December 29, 2012 marked the 122nd Anniversary of the murder of 297 Sioux Indians at Wounded Knee Creek on the Pine Ridge Indian Reservation in South Dakota. These 297 people, in their winter camp, were murdered by federal agents and members of the 7th Cavalry who had come to confiscate their firearms “for their own safety and protection.” The slaughter began after the majority of the Sioux had peacefully turned in their firearms. The Calvary began shooting, and managed to wipe out the entire camp. 200 of the 297 victims were women and children. About 40 members of the 7th Cavalry were killed, but over half of them were victims of fratricide from the Hotchkiss guns of their overzealous comrades-in-arms. Twenty members of the 7th Cavalry’s death squad, were deemed “National Heroes” and were awarded the Medal of Honor for their acts of [cowardice] heroism.

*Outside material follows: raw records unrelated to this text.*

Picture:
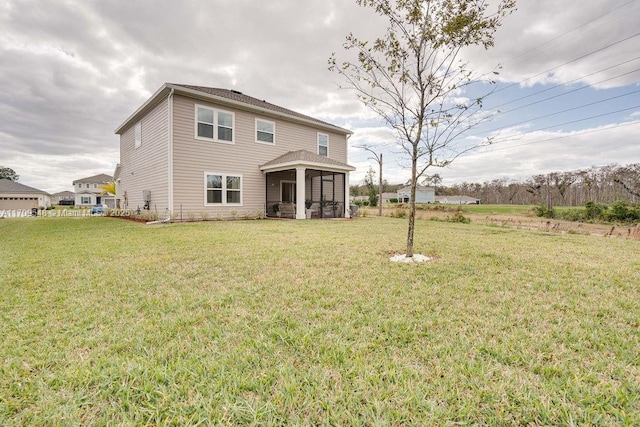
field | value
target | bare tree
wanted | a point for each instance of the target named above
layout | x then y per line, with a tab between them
413	78
8	173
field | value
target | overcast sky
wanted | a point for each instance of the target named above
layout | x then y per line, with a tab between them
72	71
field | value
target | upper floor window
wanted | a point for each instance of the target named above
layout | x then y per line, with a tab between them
265	131
323	144
138	134
222	189
214	125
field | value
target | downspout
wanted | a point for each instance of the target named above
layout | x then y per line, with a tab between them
170	153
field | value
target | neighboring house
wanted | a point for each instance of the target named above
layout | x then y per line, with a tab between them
386	197
88	191
218	152
15	196
63	198
423	194
457	200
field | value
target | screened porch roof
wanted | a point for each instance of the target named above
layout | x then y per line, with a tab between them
306	159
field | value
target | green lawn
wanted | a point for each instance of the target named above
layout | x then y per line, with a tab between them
106	321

We hear very little of Wounded Knee today. It is usually not mentioned in our history classes or books. What little that does exist about Wounded Knee is normally a sanitized “Official Government Explanation.” And there are several historically inaccurate depictions of the events leading up to the massacre, which appear in movie scripts and are not the least bit representative of the actual events that took place that day.
Wounded Knee was among the first federally backed gun confiscation attempts in United States history. It ended in the senseless murder of 297 people.